Il Carnevale è per Sappada la festa popolare più antica e sentita dell' anno, alla quale prende parte un gran numero di paesani alcuni partecipando attivamente alle mascherate, altri lavorando affinché ci siano sempre nuovi carri durante le sfilate e costumi inediti nelle sale da ballo. Chi ama travestirsi avverte una sensazione particolare nei giorni che precedono il carnevale e gli amici, che condividono tale passione, si ritrovano per organizzare il proprio carro o decidere il soggetto su cui basarsi per travestirsi e creare scompiglio durante le serate danzanti. Ogni ritaglio di tempo viene dedicato ai preparativi e i bauli delle soffitte e gli armadi dei parenti vengono letteralmente saccheggiati alla ricerca di oggetti particolari e costumi.

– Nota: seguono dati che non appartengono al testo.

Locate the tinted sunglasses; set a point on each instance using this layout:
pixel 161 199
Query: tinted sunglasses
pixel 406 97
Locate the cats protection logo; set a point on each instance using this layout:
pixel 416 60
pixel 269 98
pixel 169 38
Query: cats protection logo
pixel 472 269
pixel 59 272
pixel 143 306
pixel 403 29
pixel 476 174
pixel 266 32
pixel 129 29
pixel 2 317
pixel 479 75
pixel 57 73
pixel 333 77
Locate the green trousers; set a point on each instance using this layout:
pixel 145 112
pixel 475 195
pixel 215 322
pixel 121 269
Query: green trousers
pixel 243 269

Si svolge durante le tre domeniche che precedono la Quaresima, dedicate ognuna ad una categoria di sappadini che vivevano in paese: i contadini (Paurn), i poveri (Pettlar) e i signori (Hearn). In queste domeniche essi vengono presi in giro da delle maschere che li rappresentano in maniera scherzosa.
Il lungo periodo dei festeggiamenti, che dura questi tre settimane, induce gli amanti della mascherata a preparare un certo numero di travestimenti, per poter rappresentare dei personaggi sempre nuovi, cercando inoltre di coinvolgere anche i turisti che soggiornano e quelli che giungono a Sappada per l'occasione. Per fare in modo che tutti possano partecipare alle varie rappresentazioni, le maschere si esibiscono spostando il loro tradizionale "palcoscenico" dalle case degli amici, lungo le strade, le piazze, nei ritrovi serali e sulle piste da sci.
Lo spirito di partecipazione ed il vecchio modo di travestirsi non hanno però subito mutamenti e riaffiorano ogni anno gli antichi costumi e le maschere di legno che passano di volto in volto da generazioni.
Nel dialetto locale la maschera intesa come personaggio è detta "lotter" e per meritarsi questo appellativo, deve avere la bravura di calarsi nel personaggio che intende interpretare e riproporlo con i suoi atteggiamenti e discorsi. Non tutti sono abili "attori", ma è importante che colui che si maschera non venga assolutamente riconosciuto dai compaesani, per riuscire a prendersi beffa degli amici il più a lungo possibile. A tale scopo i costumi sono confezionati in modo da coprire ogni piccola parte del corpo e da enfatizzare quei particolari atti ad ingannare chi osserva: in questo modo solo gli occhi e la voce possono tradire, ma lo sguardo sempre sfuggente e l'abilità di parlare in falsetto aiuterà a camuffare il tono originale, in cui le tipiche espressioni dialettali riassumono il discorso in pochissime, colorite parole.
Per i nostri avi, il periodo del carnevale era atteso con trepidazione, lo scherzo ed il divertimento rubavano il posto ai sacrifici e alla fatica del lavoro e se c'era qualche conto in sospeso si presentava la giusta occasione per pareggiarlo. Era questo il tempo in cui incutere timore ai bambini e prendersi beffa delle ragazze in paese. Naturalmente anche oggigiorno si attende il carnevale per gli scherzi ed ogni occasione è buona per divertirsi, a differenza dei tempi passati però la beffa non è mai offensiva e i conti vengono pareggiati in altro modo; resta il fatto che incontrando un "lotter" non bisogna aspettarsi nulla di buono, perché durante il periodo carnevalesco i padroni del paese sono loro e a venire beffati è la sorte che tocca a tutti, nessuno escluso e soprattutto a nessuno è concesso di arrabbiarsi.